上QQ阅读APP看书，第一时间看更新

Supervised learning

In supervised learning, the algorithm generates a function that links input values to a desired output through the observation of a set of examples in which each data input has its relative output data, and that's used to construct predictive models. In this way, the machine can resolve the relevant tasks automatically. To do this, the input data is included in a set I, (typically vectors). Then, the set of output data is fixed as set O, and finally it defines a function f that associates each input with the correct answer. Such information is called a training set. The following diagram shows a generic supervised learning workflow:

As you can see, a series of images of fruits characterized by different shapes and colors are supplied as input. In the input data, the images are also classified into two categories (lemon and orange). In this way, the neural network will be able to classify each new image provided correctly .

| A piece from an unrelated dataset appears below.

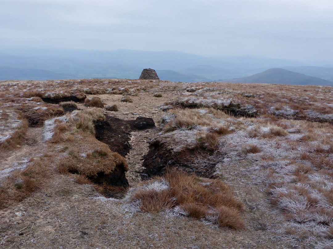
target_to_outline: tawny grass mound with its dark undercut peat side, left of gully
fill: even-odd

All supervised learning algorithms are based on the following thesis: if an algorithm provides an adequate number of examples, it'll be able to create a derived function B that'll approximate the desired function A.

If the approximation of the desired function is adequate, when the input data is offered to the derived function, this function should be able to provide output responses similar to those provided by the desired function that are acceptable. These algorithms are based on the following concept: similar input values correspond to similar output values.

Generally, in the real world, this assumption isn't valid; however, some situations exist in which it's acceptable. Clearly, the proper functioning of such algorithms depends significantly on the input data. If there are only a few training input values, the algorithm might not have enough experience to provide a correct output. Conversely, many input values may make it excessively slow since the derivative function generated by a large number of inputs could be very complicated.

Moreover, experience shows that this type of algorithm is very sensitive to noise; even a few pieces of incorrect data can make the entire system unreliable and lead to wrong decisions. In supervised learning, it's possible to split problems based on the nature of the data. If the output value is categorical, such as membership/non-membership of a certain class, it's a classification problem. If the output is a continuous real value in a certain range, then it's a regression problem.